Was the only thing that was stopping her yielding to him the fact that he was offering her money, the position of a mistress? That he wanted to buy her, which would ensure for him that all the inconvenience of emotion and feeling could be set aside? Did that freeze the spontaneous impulse to follow her instincts and go to him? If he had set out simply to seduce her for one night of passion, she might have succumbed. Because, however much Ross looked like the Grim Reaper most of the time, there were those moments when every nerve in her body seemed quiveringly aware of him and the inevitable unhappy ending of all this no longer seemed to matter.
‘You be that new housekeeper up at the Court?’ The strong Cornish burr was right by her ear.
It was Ross’s old poacher. He must be able to move like a ghost. How long had he been there? And her with bare feet, bare head and a bunch of cherry blossom behind her ear. ‘Yes. I am Mrs Halgate. I’ve never been at the seaside before,’ she added, as though to excuse her eccentric behaviour. ‘It is beautiful.’
He watched her with unusual amber eyes that seemed startlingly youthful in his wrinkled face. She should get up and walk away, she knew, but something about him fascinated her. ‘You be as pretty as he told I.’
‘Who?
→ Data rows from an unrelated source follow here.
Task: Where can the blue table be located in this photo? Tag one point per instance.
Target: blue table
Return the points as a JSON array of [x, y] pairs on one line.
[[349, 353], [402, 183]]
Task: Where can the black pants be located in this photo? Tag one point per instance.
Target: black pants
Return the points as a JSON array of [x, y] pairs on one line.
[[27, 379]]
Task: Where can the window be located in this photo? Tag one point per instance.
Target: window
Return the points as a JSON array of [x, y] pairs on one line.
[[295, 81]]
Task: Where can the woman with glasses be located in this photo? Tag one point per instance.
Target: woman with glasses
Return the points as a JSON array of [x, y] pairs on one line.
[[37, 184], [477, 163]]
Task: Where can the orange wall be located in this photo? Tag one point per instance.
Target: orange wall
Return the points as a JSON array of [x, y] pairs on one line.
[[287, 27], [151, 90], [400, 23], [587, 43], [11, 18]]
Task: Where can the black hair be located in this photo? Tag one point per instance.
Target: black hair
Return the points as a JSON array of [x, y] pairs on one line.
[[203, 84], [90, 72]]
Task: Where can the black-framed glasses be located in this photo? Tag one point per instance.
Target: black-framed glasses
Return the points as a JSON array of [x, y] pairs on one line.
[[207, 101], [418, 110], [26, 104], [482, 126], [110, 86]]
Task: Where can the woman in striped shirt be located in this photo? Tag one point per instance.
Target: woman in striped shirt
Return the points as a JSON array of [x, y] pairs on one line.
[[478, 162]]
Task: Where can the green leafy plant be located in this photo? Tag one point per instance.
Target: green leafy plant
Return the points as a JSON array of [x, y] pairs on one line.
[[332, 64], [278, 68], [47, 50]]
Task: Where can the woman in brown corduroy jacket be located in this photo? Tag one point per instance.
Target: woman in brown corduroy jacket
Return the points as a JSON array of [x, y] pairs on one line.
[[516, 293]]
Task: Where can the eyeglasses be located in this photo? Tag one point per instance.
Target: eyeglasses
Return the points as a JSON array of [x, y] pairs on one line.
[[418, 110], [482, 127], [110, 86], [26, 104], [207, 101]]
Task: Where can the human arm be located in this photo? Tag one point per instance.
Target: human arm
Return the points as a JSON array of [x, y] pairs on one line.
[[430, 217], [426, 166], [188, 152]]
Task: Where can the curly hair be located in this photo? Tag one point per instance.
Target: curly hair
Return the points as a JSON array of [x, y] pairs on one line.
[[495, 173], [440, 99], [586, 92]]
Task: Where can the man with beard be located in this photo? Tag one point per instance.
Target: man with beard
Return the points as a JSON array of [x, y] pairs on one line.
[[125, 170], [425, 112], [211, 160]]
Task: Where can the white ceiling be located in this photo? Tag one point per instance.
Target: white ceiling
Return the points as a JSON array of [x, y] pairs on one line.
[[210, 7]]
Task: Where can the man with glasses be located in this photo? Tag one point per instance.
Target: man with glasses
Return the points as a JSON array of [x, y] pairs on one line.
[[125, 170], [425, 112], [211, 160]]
Ross? I mean, Lord Brandon?’
‘Aah,’ he said, a complicated noise with more vowels in it than she could count. He sat down on a rock facing her. ‘You looking after that boy properly?’ A black-and-white dog, long haired with a plumy tail, crept up, belly to the sand, and curled round at his feet.
‘Boy? He is hardly that. You are Billy, are you not? I’m afraid I don’t know your last name.’ Dreadful old reprobate he might be, but this was the man Ross seemed to regard almost as a grandfather. If she wanted to understand Ross, perhaps he could help her.
‘Billy’ll do. He talk about me, then?’
‘Lord Brandon spoke fondly of you. He told me that you taught him how to shoot and how to treat girls.’
The old man gave a crack of laughter that had the dog looking up. ‘Well, he shoots damn fine, I just hope he listened about girls.’ He got at least one u into the word, but Meg was beginning to understand the accent now.
‘I really would not know.’
‘Aah.’
‘I am his housekeeper,’ Meg said repressively. ‘Lord Brandon—’
‘Don’t be calling him that, that’s his father, God rot him. Ross ain’t his father.’
‘Well, it is his title now, and he has to manage this estate and find himself a wife and settle down. And be happy.’
‘Why not marry him yourself then, maid?’ Infuriating old man. Meg glared at him. He had hardly any teeth and the few she could see were brown with tobacco. She suspected he hadn’t washed in a year and probably, if the sea breezes were not blowing from her to him, smelt like a ferret, and he had no business whatsoever talking to her like this. But Ross loved him. And he obviously loved Ross. Ross needed love. She couldn’t bring herself to snub Billy.
‘That would be impossible. He is a baron. I—’ I am forbidden from marrying any decent man because of what I have done.
‘You’re a widow, and an officer’s widow too, he says. A lady. Respectable.’
‘Not respectable enough.’ Impossible that she ever could be. She should be sinking with shame at such a frank conversation, but talking to this old man was more like confiding in a wild animal or an ancient tree than confessing to a person.
‘Boy’s a fool,’ the poacher said. At least, that was what Meg guessed he said. ‘I’ll sort him out for you.’
‘No!’
The dog sat up and barked. Old Billy blinked at her, slowly, like a very thoughtful lizard. ‘Don’t you want him then, maid?’